Firstly, it is important to understand the
buy to let market completely before even planning to invest. In other words, it is important to understand the benefits as well as the risks involved in this investment strategy and accept that this is what you are looking for.
Once you have decided, the next step is to choose the area in which you want to invest in such properties. It is important to remember that the area has to be perfect. It does not have to be cheap or expensive but should have a certain appeal to tenants in general. It is important that you think in terms of an average tenant while investing in buy to let properties rather than thinking for yourself. In other words, it is important that the chosen property is conducive to the kind of tenant you have in mind. For example, if you are looking to rent your property out to students, then it has to be extremely user friendly and easy to clean. On the other hand, if the individual is a professional, then the property should be stylish and modern.

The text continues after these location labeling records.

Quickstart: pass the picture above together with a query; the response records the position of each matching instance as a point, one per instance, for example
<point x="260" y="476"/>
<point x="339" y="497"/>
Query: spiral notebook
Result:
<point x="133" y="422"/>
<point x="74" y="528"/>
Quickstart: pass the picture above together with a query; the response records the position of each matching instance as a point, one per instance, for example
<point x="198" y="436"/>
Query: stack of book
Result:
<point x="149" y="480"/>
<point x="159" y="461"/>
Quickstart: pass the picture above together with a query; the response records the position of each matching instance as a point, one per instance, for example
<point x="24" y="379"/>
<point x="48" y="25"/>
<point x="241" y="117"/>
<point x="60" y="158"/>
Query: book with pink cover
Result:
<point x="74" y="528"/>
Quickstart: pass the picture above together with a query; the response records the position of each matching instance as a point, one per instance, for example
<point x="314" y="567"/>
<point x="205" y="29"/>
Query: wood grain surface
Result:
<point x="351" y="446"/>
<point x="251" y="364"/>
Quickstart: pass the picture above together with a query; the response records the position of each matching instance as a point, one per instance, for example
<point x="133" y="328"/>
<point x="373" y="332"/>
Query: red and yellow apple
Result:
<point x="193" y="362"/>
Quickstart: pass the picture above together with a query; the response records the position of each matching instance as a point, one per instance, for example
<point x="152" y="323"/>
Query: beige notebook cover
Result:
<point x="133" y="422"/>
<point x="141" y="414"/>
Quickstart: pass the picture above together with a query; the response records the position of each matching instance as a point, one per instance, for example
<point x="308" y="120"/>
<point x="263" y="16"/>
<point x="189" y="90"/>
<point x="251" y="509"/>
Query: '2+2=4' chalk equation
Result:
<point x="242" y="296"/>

The next step in investing in buy to let properties is to do the math. In other words, calculate the expenditure that you will incur to ensure the property is rentable and compare it against the income that you will derive from it. Always ensure that you take into account mortgage payments, if any, taxes and other accruable expenses before calculating the final profit from the property. It is wise to remember that
rental properties may not yield much in terms of profit in the initial stages because of the mortgage payment. However, once the mortgage is paid, the profits should start trickling in. Therefore, it is wise to choose a property that will definitely be profitable in the long run.
While one tends to look in their immediate neighborhood for such buy to let properties, it would make better sense if you were to further your horizon and look at other neighborhoods. By doing so, you will definitely get a better deal at a much lower rate, leading to more profits. Moreover, while it is natural to expect immediate returns from a buy to let property, it will help not to be over ambitious and expect millions from the beginning. While rents are definitely income from such properties, it has to be compared with the expenditure that needs to be incurred before finally arriving at profits.
Lastly, it is important to consider whether or not you want to be involved in the overall management of the rental property. While it is easy to invest in a buy to let property, maintaining it will always be a serious issue and you need to be sure that you are ready for it or at least have someone handy to help you with it.